David Didau’s new book is basically a trad manifesto for closing the advantage gap, whose core argument runs: we should try to make children cleverer because it’s the best bet for improving their welfare. Schools can do this by teaching them a knowledge-rich curriculum full of powerful, culturally useful information, using the principles of cognitive science.

Essentially, he opens, whatever we’re after in life (happiness, fulfilment, wealth, good health), you can’t go wrong by trying to boost everyone’s intelligence. This is because intelligence correlates with lots of societal and personal goods (although he’s careful to note that the causal links have not necessarily been established).

While it’s hard to come up with a universally accepted definition of intelligence, we know it has multiple components, says Didau, some of which are more genetically determined than others. With traits such as mental acuity and speed of information processing, “what you’ve got is all you’ll ever have,” but one important thing schools can influence, he argues, is the “quantity and quality of what children know”.

He doesn’t make a big fanfare about it, but this is essentially his underpinning for the knowledge agenda in schools.

In fact, he argues, if we fail to teach knowledge, we will disproportionately disadvantage the disadvantaged. This is because some cognitive skills are just easier to learn – they are the ones that we are predisposed to pick up through observation and include problem-solving, collaboration, creativity and critical thinking.

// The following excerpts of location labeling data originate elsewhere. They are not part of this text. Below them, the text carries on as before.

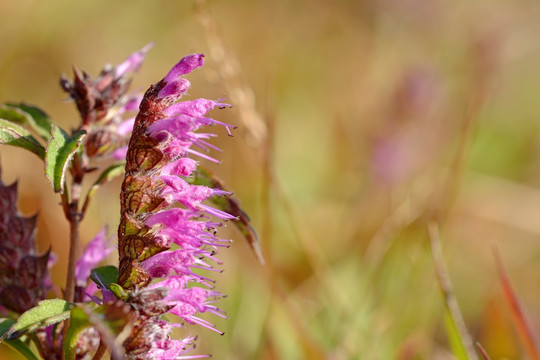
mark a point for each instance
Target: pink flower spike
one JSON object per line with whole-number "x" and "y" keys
{"x": 95, "y": 252}
{"x": 133, "y": 62}
{"x": 125, "y": 127}
{"x": 196, "y": 108}
{"x": 186, "y": 65}
{"x": 169, "y": 218}
{"x": 120, "y": 153}
{"x": 174, "y": 90}
{"x": 182, "y": 167}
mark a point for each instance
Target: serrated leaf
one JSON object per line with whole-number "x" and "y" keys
{"x": 36, "y": 118}
{"x": 77, "y": 324}
{"x": 60, "y": 150}
{"x": 47, "y": 312}
{"x": 15, "y": 135}
{"x": 104, "y": 275}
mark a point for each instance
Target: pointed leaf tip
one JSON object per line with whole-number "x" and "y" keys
{"x": 59, "y": 152}
{"x": 15, "y": 135}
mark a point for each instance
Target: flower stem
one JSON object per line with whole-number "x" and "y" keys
{"x": 74, "y": 217}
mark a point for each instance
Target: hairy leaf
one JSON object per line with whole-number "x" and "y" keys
{"x": 60, "y": 150}
{"x": 47, "y": 312}
{"x": 15, "y": 135}
{"x": 22, "y": 348}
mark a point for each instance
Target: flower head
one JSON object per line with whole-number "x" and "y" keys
{"x": 104, "y": 105}
{"x": 166, "y": 230}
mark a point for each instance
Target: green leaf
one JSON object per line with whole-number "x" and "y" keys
{"x": 60, "y": 150}
{"x": 34, "y": 117}
{"x": 104, "y": 275}
{"x": 77, "y": 324}
{"x": 22, "y": 348}
{"x": 47, "y": 312}
{"x": 118, "y": 291}
{"x": 228, "y": 204}
{"x": 5, "y": 325}
{"x": 15, "y": 135}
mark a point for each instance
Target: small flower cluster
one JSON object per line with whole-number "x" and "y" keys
{"x": 166, "y": 231}
{"x": 103, "y": 104}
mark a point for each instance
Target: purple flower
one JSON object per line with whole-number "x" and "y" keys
{"x": 166, "y": 230}
{"x": 95, "y": 252}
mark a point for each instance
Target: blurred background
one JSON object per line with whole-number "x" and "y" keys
{"x": 360, "y": 123}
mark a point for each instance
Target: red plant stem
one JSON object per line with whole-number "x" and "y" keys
{"x": 74, "y": 218}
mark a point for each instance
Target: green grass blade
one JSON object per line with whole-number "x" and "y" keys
{"x": 458, "y": 336}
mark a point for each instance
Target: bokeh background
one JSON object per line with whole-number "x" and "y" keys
{"x": 360, "y": 123}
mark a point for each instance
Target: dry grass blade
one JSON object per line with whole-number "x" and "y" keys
{"x": 516, "y": 312}
{"x": 459, "y": 338}
{"x": 483, "y": 351}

You’ll notice that these are the same attributes commonly referred to as “21st-century skills”. Didau challenges us to think of these instead as “Stone Age skills”, because they are “biologically primary” – ie, kids can learn them by copying.

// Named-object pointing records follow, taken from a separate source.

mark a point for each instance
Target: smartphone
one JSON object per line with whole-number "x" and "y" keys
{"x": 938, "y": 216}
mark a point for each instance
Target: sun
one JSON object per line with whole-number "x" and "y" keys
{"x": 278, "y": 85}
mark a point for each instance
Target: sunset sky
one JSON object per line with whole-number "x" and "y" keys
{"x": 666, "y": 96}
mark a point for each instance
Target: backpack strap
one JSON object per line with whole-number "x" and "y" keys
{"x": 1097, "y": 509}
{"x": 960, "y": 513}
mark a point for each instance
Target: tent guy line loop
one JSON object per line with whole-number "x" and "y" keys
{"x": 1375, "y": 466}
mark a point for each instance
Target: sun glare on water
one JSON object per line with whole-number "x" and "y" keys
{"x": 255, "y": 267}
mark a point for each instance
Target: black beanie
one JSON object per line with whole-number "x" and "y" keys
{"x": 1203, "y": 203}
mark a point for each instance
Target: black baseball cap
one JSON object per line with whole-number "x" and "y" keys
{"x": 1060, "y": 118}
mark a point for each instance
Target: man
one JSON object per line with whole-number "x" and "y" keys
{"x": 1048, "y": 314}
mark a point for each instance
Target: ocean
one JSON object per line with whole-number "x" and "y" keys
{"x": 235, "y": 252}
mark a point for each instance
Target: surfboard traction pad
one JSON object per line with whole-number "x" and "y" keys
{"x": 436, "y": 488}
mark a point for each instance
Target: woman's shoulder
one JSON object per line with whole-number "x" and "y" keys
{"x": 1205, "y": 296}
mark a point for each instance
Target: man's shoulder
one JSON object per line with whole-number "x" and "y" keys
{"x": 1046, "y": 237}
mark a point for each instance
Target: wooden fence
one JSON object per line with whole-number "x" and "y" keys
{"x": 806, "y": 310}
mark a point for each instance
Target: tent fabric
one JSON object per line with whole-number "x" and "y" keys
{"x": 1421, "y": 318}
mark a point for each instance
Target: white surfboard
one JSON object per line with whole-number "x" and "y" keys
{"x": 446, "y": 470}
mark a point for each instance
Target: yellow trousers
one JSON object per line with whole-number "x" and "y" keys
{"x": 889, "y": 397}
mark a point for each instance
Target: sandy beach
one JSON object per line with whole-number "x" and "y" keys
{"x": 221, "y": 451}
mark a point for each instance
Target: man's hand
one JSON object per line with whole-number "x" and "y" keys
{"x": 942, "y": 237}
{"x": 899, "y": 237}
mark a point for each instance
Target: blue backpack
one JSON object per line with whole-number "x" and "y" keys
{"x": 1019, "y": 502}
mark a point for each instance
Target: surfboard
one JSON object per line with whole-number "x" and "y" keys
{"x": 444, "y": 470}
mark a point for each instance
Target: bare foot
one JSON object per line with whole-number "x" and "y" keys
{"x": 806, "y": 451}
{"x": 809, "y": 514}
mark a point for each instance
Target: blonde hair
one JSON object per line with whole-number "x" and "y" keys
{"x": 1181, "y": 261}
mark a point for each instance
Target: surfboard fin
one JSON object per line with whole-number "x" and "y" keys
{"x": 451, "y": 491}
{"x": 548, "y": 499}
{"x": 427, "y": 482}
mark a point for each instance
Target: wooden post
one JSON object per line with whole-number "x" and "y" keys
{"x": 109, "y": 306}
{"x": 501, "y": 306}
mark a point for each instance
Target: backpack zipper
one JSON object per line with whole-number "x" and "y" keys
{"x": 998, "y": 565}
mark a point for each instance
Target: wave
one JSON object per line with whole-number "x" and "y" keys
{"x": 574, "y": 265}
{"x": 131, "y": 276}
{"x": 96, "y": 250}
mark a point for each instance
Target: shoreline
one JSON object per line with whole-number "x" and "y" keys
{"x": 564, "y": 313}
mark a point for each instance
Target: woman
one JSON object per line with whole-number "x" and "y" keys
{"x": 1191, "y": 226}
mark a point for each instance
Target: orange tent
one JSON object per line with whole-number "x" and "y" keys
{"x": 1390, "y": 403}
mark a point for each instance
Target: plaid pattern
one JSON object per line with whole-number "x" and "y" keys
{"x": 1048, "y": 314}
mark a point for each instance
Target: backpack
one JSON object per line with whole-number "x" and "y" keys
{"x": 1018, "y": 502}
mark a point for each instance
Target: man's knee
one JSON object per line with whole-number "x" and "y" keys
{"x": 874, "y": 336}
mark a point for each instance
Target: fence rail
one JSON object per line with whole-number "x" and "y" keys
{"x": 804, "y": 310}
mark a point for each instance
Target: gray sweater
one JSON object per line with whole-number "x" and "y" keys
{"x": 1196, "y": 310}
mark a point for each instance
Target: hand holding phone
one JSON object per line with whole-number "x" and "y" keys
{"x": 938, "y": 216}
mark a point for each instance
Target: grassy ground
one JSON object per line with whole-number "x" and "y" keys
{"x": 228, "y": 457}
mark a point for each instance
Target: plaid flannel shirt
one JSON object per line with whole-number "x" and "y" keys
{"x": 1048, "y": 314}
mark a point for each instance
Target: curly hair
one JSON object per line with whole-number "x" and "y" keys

What they can’t learn by copying is “secondary” knowledge, stuff that has to be taught explicitly, and if schools don’t teach this, it’s only the privileged kids that will get it – thus increasing disadvantage. His argument has nuance, acknowledging that some children will come from homes where even the primary skills need to be taught, thus justifying their inclusion in early years education.

In chapter two, Didau scores a stealth goal for knowledge transmission over discovery learning, by piggybacking it in off the argument that throughout human evolution, social learning (wisdom of the tribe) has been more efficient than asocial learning (trial and error). I can’t work out whether this is a stroke of genius or a Jedi mind trick. In any case, it merits discussion, and he makes a compelling argument for schools being a place where the accumulated wisdom of the tribe is transmitted, rather than where children “tinker around the margins of human culture, maybe discovering something useful”.

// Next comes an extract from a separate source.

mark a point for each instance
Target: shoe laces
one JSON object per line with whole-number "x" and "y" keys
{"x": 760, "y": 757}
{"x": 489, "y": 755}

Didau scores a stealth goal for knowledge transmission over discovery learning

Referencing well-respected academic findings that suggest genetics and peer group are more important than parenting in determining life outcomes, he argues that schools are well placed to curate the peer-group experience. Successful schools in disadvantaged areas often work, he thinks, by creating the sense for pupils that they are part of a privileged “in-group” that values learning. The important thing is to help children develop habits that will serve them well in the long term.

Didau is careful to point out that the “science of behavioural genetics is probabilistic not deterministic”. In fact, he points out, the impact of genetics is much higher for those from privileged backgrounds. “Your genes might indicate something about your potential, but you’re far less likely to develop a high IQ if you’re abused and neglected.”

Environment matters most for those from disadvantaged backgrounds, so the culture of a school is crucial. This is a scientific justification for the social justice heart of the trad manifesto (which those who align more with a progressive view of education don’t always acknowledge!).

In his chapter on what knowledge schools should teach, he makes an impassioned case for a broad, powerful, culturally rich, coherent curriculum that children should be not only taught, but encouraged to critique.

Whether or not you end up agreeing with all his points, he writes beautifully and presents thoughtful arguments that deserve to be debated. It is a work of maturity that strives genuinely to take into account the counter arguments to his points. Oh, and with a Tango-orange cover that almost wills the reader to think “yes, I can – I can make these kids cleverer, dammit!” what’s not to love?